In this illustration, the Parks & Recreation Department as a whole is shown with a 2018 budget of $12,328,000 to achieve an overall departmental goal measuring citizen satisfaction with the city's park and recreation facilties and programs, at a cost not to exceed a certain amount per resident. A separate line-item budget is also provided, showing how the money will be spent by the Department. As this first table shows, this budget amount includes $4,438,080 to achieve a certain level of citizen satisfaction with the park grounds and facilities of the city.

As the second table (below) shows, this $4,438,080 budget amount has been cascaded down to the Park Grounds and Facilities Division, which has three Programs for helping to meet the Division's citizen satisfaction goal. One of these Programs relates to maintaining the picnic areas, with a budget of $454,100 to meet several of its own performance goals.

For many local governments, these first two tables (above) would illustrate a sufficient degree of Performance Budgeting.
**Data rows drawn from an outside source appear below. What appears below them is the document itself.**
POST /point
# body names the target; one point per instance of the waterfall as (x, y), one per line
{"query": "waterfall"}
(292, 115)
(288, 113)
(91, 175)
These two tables together do provide a good view of the relationship between spending and results, structured to show how lower-level program activities link to higher-level program outcomes. However, some organizations may wish to take the cascading one more step, to show the actual unit cost of certain program activities. The third table (below) illustrates the relationship between a program's cost-per-unit of activity (relating to workload measures) and the direct result of the activity. This type of unit-cost measurement can be done on a selective basis if desired (i.e., not for most program activities), by focusing just on those activities where tracking changes in efficiency is considered especially useful. In those cases, the performance budget tables would likely show the activity's unit costs over each of the past several years (though not shown in this illustration).